I am trying to prove that the product of $n$ pairwise coprime ideals is their intersection. I can easily do the proof for $n=2$, and I see how to generalize the argument but there are details I don't know how to handle. Here's my attempt:
Let $R$ be a commutative ring, $I_1,\dots,I_n$ be a collection of ideals such that $I_i+I_j=R$ for all $i\neq j$. Then $\cap_i I_i\subseteq\prod_i I_i$.
For all $i\neq j$ I can find elements $a_{ij}\in I_i$, $a_{ji}\in I_j$ such that $a_{ij}+a_{ji}=1$. Thus if $x\in \cap_i I_i$, it can be written as \begin{equation}
x=\prod_{i\neq j} (a_{ij}+a_{ji}) x. \end{equation}
My problem is: how to write the above product as a sum of products of elements of each ideal. I can see it works, but the product gets super-messy already with $n=3$, so I don't see how to write it in close form.
Best Answer
Try induction. Suppose that $\mathfrak{b}=\prod_{i=1}^{n-1}I_i=\cap_{i=1}^{n-1}I_i$.

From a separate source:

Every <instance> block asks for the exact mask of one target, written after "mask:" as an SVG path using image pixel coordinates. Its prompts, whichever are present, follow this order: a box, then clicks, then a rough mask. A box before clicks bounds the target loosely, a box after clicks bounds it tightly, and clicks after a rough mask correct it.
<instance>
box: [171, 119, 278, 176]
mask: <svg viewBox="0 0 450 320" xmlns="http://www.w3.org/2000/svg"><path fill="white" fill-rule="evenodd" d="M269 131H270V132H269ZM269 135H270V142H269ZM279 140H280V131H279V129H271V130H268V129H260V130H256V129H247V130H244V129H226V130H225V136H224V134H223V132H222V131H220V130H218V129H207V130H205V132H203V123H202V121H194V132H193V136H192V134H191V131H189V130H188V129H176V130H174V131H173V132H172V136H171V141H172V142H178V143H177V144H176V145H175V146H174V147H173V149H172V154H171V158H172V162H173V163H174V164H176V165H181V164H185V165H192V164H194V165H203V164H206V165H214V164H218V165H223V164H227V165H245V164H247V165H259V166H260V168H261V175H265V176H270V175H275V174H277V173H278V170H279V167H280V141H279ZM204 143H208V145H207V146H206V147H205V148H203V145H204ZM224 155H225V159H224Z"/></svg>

Then, since $I_i+I_n=(1)$ for all $i \leq n-1$ by assumption, we have that$x_i+y_i=1$ for some $x_i,y_i$ in $I_i$ and $I_n$ respectively.

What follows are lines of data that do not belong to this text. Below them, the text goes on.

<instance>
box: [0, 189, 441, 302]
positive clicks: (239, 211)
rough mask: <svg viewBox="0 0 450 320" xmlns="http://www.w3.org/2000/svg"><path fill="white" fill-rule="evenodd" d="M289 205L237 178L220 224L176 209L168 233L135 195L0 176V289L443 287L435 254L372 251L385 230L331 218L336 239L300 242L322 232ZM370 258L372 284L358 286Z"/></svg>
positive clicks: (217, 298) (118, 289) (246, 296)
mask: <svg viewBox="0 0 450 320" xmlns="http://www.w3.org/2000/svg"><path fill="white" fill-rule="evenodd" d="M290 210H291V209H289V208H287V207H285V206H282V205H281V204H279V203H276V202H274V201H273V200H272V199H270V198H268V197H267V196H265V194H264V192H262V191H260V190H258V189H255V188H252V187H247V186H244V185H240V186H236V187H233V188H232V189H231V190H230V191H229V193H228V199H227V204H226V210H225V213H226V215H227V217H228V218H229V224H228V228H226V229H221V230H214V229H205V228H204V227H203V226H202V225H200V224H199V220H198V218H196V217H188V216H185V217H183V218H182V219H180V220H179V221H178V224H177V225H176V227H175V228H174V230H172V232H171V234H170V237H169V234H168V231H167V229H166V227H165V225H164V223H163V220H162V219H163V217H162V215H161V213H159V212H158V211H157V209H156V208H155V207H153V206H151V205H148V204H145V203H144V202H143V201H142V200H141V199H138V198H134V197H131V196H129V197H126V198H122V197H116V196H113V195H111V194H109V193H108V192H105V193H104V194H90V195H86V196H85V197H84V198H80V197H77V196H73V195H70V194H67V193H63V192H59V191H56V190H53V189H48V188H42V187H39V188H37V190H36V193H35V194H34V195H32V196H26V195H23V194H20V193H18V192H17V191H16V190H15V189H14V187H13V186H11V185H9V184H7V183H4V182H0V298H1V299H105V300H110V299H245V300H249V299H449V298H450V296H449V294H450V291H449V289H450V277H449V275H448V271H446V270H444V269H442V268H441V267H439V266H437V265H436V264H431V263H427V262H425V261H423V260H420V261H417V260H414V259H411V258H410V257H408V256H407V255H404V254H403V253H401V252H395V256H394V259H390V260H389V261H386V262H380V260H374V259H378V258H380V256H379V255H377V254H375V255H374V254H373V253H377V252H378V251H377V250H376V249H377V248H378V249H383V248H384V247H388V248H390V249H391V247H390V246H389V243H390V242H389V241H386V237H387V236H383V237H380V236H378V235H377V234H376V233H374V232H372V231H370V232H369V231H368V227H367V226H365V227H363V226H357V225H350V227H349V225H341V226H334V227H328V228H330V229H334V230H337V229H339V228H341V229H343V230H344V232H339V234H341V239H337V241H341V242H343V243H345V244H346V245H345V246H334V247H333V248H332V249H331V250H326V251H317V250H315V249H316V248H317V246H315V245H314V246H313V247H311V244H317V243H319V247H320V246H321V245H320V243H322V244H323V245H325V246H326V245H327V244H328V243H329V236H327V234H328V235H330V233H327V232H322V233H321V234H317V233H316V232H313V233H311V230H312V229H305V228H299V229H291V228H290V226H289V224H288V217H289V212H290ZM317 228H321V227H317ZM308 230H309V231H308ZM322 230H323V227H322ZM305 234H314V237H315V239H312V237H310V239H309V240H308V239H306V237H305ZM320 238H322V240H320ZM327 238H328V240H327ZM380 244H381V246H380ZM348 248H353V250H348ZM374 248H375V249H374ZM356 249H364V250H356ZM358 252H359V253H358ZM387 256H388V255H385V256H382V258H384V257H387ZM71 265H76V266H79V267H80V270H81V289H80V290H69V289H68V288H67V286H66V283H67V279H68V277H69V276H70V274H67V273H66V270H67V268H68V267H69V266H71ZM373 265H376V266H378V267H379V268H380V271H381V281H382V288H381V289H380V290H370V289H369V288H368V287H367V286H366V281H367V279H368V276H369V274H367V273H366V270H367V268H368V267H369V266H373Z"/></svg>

But then $\prod_{i=1}^{n-1}x_i=\prod_{i=1}^{n-1}(1-y_i) \equiv 1 (\mod I_n)$
But then $I_n+\mathfrak{b}=(1)$, from which you can apply the same argument for the $n=2$ case, since $I_n$ is coprime to the whole product.
Sorry I couldn't help with the closed form. As an aside, this argument is from Proposition 1.10 in Atiyah-Macdonald, which I just went back and found.